Organic Light-Emitting Diode (OLED)
a new monitor screen technology using light-emitting diode (LED) whose emissive electroluminescent layer is composed of a film of organic compounds.
Emerging Technologies
covers the emergence and convergence of new and potentially disruptive technologies such as nanotechnology, biotechnology, information technology, cognitive science, robotics, and artificial intelligence
Chorded Keyboard
a computer input device that allows the user to enter characters or commands formed by pressing several keys together, like playing a "chord" on a piano. The large number of combinations available from a small number of keys allows text or commands to be entered with one hand, leaving the other hand free to do something else
Whitehat
the hero or good guy, especially in computing slang, where it refers to an ethical hacker that focuses on securing and protecting IT systems
One Laptop Per Child
a foundation seeking to provide children in developing countries around the world with new educational opportunities by designing an inexpensive laptop, educational software, and a distribution system.
Smart Materials
materials composed of actuators and sensors which respond to their surroundings to provide unique physical properties
WiMAx
the new wireless broadband with a range of up to 80km, with a bandwith of up to 75bps.
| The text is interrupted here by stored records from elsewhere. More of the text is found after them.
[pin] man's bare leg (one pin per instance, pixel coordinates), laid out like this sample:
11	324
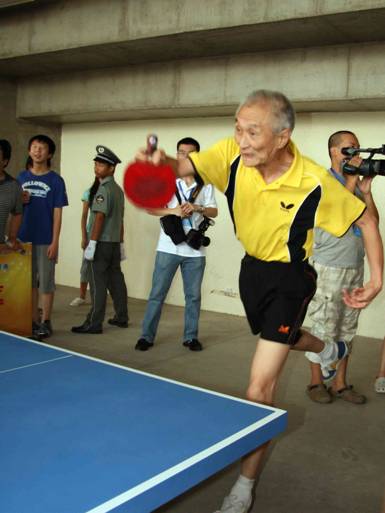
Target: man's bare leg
267	364
35	306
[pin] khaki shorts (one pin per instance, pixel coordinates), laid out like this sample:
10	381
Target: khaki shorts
331	319
43	269
84	271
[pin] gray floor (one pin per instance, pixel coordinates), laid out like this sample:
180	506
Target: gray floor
332	457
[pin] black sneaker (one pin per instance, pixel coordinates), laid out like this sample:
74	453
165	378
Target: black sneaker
143	345
45	329
193	345
120	324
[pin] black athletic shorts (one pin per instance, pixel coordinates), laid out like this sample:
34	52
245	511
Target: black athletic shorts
275	296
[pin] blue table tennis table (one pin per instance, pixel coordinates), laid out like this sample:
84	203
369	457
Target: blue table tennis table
79	435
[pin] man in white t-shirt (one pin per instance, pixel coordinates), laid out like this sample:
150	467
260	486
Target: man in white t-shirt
191	204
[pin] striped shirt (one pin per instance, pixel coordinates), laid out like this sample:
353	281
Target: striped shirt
10	202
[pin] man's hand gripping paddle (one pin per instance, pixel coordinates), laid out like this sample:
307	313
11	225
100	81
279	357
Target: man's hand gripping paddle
147	185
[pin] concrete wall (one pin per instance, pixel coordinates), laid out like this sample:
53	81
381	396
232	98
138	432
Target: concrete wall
78	150
18	132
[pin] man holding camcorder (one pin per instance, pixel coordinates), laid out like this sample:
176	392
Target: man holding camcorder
339	262
182	243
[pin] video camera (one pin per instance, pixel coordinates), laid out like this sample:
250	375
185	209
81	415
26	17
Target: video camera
368	167
196	238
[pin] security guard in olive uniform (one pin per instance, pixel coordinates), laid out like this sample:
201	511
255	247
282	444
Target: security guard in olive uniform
105	249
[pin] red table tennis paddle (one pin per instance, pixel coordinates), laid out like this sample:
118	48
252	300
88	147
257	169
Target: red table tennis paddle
147	185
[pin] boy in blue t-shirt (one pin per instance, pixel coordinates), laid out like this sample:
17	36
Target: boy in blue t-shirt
44	195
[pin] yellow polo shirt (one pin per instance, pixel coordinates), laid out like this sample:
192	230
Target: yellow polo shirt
274	222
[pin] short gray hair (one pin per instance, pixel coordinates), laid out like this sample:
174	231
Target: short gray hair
283	112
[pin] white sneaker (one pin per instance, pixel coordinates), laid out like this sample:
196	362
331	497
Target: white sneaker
232	504
329	365
78	301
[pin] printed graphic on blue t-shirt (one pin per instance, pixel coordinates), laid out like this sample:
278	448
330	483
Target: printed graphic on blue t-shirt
46	193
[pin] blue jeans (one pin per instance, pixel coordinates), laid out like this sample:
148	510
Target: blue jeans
166	265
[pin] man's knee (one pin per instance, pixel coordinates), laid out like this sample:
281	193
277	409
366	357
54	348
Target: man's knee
261	391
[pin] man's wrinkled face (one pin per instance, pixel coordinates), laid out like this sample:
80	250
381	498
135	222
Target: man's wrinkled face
3	162
184	150
254	134
39	152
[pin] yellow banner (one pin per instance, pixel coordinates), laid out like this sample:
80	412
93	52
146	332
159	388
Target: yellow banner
16	291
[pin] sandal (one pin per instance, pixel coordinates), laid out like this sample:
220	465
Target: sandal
379	385
348	394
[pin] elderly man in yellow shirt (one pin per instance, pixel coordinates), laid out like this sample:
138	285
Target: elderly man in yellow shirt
276	198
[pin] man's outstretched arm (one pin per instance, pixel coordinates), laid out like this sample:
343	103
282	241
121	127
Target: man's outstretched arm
361	297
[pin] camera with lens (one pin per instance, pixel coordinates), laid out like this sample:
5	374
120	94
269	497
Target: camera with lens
369	167
197	238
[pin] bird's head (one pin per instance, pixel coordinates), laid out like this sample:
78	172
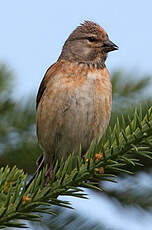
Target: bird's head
88	43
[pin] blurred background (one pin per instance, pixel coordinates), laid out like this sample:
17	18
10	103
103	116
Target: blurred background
32	35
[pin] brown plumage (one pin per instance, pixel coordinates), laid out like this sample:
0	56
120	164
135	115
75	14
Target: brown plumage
75	96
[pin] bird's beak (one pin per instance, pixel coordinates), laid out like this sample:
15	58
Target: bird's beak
109	46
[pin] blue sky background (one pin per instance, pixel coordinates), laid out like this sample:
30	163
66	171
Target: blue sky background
32	35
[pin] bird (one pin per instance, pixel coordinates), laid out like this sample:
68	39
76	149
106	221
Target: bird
74	100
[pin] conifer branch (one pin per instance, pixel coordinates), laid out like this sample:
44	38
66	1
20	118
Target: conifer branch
120	148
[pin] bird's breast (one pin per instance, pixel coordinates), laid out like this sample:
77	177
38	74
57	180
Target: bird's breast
74	110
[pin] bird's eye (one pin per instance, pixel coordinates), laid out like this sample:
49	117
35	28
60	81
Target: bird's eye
91	39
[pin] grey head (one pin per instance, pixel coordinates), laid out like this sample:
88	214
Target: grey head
89	44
It is the successor to Wi-Fi. Uses range from point-to-point links to full mobile cellular type access as an alternative to cable and DSL
Broadband
term that refers to a signaling method that includes or handles a relatively wide range of frequencies. It is often used to denote any high speed telecommunication.
Metcalf's law
states that the value of a telecommunications network is proportional to the square of the number of users of the system. For example, it is useless to own a fax machine unless other people do also.
Moore's law
describes an important trend in the history of computer hardware: that the number of transistors that can be inexpensively placed on an integrated circuit is increasing exponentially, doubling approximately every year and a half.
Warez
refers primarily to copyrighted works traded in violation of copyright law. The word is intended as a plural of "ware"
sockpuppet
an online identity used for purposes of deception within an online community. It can be used to self-praise or defense of a point of view where it appears the messge is coming from another.
botnet
a potentially destructive program that commandeers infected machines into a vast network that can be clandestinely controlled
BitTorrent
a peer-to-peer file sharing protocol used for transferring large files. By some estimates it accounts for about 35% of all traffic on the entire Internet.
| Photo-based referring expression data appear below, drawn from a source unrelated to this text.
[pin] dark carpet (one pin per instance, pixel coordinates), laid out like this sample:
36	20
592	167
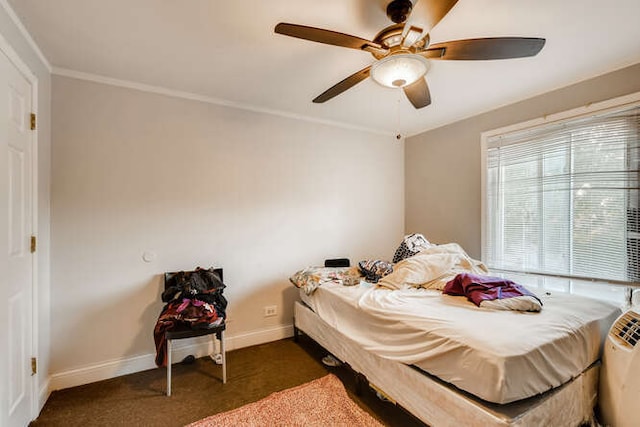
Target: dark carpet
197	391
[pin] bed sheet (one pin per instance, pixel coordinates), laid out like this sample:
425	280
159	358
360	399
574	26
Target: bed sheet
499	356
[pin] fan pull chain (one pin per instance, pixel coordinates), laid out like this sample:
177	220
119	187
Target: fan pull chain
398	132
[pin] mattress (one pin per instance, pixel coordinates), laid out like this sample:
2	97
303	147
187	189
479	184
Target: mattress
499	356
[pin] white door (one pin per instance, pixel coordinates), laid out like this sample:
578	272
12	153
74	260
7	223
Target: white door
15	185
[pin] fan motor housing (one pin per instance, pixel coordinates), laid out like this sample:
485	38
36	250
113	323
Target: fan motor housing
398	10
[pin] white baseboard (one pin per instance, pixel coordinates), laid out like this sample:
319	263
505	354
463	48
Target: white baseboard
198	347
44	393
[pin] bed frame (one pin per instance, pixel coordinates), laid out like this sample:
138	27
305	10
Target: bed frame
437	403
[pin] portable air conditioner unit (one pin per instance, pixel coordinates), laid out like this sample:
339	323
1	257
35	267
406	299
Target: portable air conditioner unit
620	375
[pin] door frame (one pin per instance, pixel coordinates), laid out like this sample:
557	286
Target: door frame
26	72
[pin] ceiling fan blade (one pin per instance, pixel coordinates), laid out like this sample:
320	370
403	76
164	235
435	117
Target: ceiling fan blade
418	93
328	37
432	11
486	48
345	84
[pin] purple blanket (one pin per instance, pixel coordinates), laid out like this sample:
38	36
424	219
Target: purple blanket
482	288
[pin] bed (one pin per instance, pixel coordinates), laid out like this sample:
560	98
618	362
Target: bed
449	362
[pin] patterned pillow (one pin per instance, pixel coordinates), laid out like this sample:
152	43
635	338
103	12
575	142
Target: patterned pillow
411	245
375	269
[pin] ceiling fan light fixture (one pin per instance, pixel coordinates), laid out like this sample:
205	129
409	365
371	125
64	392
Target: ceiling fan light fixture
399	70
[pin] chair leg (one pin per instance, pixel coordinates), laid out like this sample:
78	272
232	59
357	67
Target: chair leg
168	367
224	358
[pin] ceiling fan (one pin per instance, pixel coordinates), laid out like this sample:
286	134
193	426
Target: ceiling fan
402	54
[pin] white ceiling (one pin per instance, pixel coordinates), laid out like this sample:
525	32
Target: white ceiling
227	51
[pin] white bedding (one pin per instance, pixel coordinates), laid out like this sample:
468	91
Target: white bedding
499	356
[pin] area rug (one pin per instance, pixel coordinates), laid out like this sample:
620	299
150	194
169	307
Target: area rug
321	402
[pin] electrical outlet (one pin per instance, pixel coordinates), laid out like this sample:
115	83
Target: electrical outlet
270	310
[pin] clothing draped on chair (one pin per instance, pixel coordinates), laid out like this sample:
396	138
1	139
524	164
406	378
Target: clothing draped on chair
194	299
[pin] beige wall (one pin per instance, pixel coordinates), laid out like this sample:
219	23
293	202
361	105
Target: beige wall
199	185
19	44
442	166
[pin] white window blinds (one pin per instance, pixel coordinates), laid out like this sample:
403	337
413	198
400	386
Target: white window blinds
562	198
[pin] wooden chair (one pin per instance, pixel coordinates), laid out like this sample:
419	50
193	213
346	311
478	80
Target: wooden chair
187	332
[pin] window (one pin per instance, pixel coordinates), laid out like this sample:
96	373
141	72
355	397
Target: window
561	197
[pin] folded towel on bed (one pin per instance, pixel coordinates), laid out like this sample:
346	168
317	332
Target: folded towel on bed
493	292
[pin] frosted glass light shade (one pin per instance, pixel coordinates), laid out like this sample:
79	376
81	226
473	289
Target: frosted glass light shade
399	70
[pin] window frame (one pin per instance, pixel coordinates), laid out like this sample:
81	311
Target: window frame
592	109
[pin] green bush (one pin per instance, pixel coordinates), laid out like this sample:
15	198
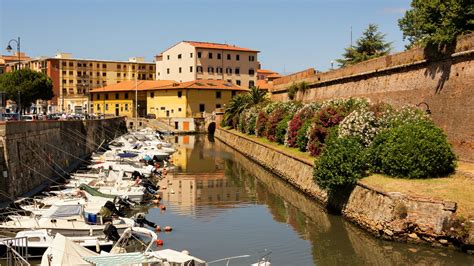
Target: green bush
412	150
302	135
342	162
281	129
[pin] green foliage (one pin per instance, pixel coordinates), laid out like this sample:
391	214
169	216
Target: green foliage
371	45
292	90
282	126
302	136
412	150
342	163
30	85
437	21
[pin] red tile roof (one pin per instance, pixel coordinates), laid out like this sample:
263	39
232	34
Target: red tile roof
130	85
205	84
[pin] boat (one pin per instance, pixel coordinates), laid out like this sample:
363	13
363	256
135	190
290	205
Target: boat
37	241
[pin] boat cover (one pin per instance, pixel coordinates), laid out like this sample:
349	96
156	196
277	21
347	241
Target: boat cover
95	192
65	252
62	211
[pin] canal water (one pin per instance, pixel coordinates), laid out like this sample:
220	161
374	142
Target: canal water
220	204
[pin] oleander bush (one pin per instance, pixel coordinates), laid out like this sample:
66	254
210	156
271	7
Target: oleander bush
342	163
412	150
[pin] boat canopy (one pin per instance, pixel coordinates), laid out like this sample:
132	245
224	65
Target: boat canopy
62	211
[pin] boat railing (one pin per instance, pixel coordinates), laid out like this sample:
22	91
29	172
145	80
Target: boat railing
17	250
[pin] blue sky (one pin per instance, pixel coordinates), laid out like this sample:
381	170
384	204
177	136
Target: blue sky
292	35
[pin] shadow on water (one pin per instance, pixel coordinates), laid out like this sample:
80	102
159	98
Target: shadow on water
334	241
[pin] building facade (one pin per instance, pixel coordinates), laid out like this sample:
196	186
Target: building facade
190	99
74	78
188	61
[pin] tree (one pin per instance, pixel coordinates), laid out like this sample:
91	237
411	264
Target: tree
371	45
26	85
436	21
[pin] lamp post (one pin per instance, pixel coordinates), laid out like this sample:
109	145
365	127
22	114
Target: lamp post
9	49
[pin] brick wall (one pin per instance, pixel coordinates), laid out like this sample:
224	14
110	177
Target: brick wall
445	83
37	152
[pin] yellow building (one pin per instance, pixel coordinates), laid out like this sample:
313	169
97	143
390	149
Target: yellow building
74	78
190	60
119	99
190	99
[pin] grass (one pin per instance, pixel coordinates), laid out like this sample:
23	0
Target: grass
456	187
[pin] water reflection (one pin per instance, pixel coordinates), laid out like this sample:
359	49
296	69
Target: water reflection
211	179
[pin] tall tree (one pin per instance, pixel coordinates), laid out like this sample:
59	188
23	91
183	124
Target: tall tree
437	21
26	85
371	45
RSS("Really Simple Syndication")
a family of Web feed formats used to publish frequently updated works—such asblog entries, news headlines, audio, and video—in a standardized format
Hyperlocal device
any portable device with GPS which offers location-aware applications, with paradigm shifting implications
Netbook
a small portable laptop computer designed for wireless communication and access to the Internet.
Semantic Web
an evolving extension of the World Wide Web in which includes not only the information itself, but "meta information" (information about the information).
Virtual economy
an emergent economy existing in a virtual persistent world, usually in the context of an Internet game such as SecondLife.
Net-centric warfare
new military doctrine which seeks a competitive warfighting advantage based on information technology through the robust networking of well informed geographically dispersed forces.
Cybersecurity
reflects the growing use of computing power as a weapon. Computers are becoming ever more important in political conflicts and open warfare.
Fortress Model
an obsolete model of US Cybersecurity. This approach is to simply build higher firewalls and better virus detectors or to restrict access to the federal government computers.
UAV
an unpiloted aircraft which can be remote controlled or fly autonomously based on pre-programmed flight plans or more complex dynamic automation systems.
45 nanometer
the photographic and chemical process used to create chips.